One who is supposed to be a warrior considers it his foremost concern to keep death in mind at all times, every day and every night, from the morning of New Year’s Day through the night of New Year’s Eve.

This is also something I’ve read about multiple times in various books on meditation, reflecting on our own fleeting and ever changing nature. Imagining how we will get older and eventually die and integrate with other parts of the world as our bodies burned or in a grave. Going through a thought pattern like this is surprisingly calming I’ve found and it helps me be less concerned about small things that made me angry or occupy my hide. It makes everything a bit less serious and that alone makes it a great practice.

Talking About Death Over Dinner

Another thing I recently discovered is an amazing project called “Death over Dinner“. I read it described like this:

“Let’s try to have a really thoughtful structured conversation about the ultimate opponent, he says. “To confront death on its own’s terms and see if we can score a few points it against it.”

Another quote from “The book of the Samurai” states:

Meditation on inevitable death should be performed daily.

And every day without fail one should consider himself as dead.

Another quote from Miyamoto Musashi:

Generally speaking, the Way of the warrior is resolute acceptance of death.

While thinking about this topic I’ve mentioned this to a few friends and while I’ve talked with them about the idea of spending more time with death, I haven’t actually spent time exploring my own thoughts about death with them itself. I think that would be a wonderful opportunity to sit with something I’m uncomfortable with and open up my thoughts completely, letting them wander on the topic and observe what might emerge.

This feels like a very actionable thing to do and I’m looking forward to experimenting with this.

Experiencing 1,400 people die

Every Tuesday, I’m attending a weekly Zen session here in San Francisco called “Young Urban Zen” (“YUZ”). A few weeks ago, one of the topics was about spending time with things that are challenging for us. And the speaker told a fascinating story about a woman that knew her husband was in the late stages of cancer and going to pass away soon. This woman, as part of working in a hospice had also seen over 1,400 people die. He explained that, even though it was a painful experience for her to see her husband die, he was amazed by the way that she was present with him and the experience of death. He described the grace and comfort with the process of dying as something that the woman was so skilled at, that it astounded him.

This somehow was another amazing reminder for me as to what happens when we spend time with a certain process very intimately, even with something as seemingly scary as dying: we get comfortable and skilled with it.
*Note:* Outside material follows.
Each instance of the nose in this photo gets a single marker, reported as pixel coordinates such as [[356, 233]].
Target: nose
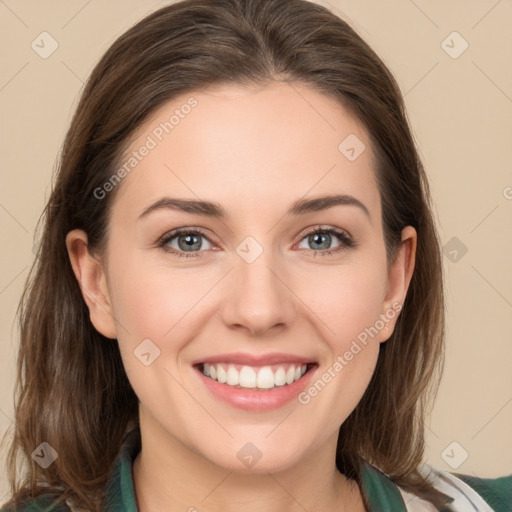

Volunteering at a hospice seems like a wonderful opportunity to provide both support to those in need and experience one of the scariest things we know – to die. I’d love to explore this.

These are just a few short reflections and still don’t have many answers on how to approach this, but I thought I’d open up this conversation for myself and others who might be reading it. That in itself, feels like it’s making the prospect of dying a little easier already.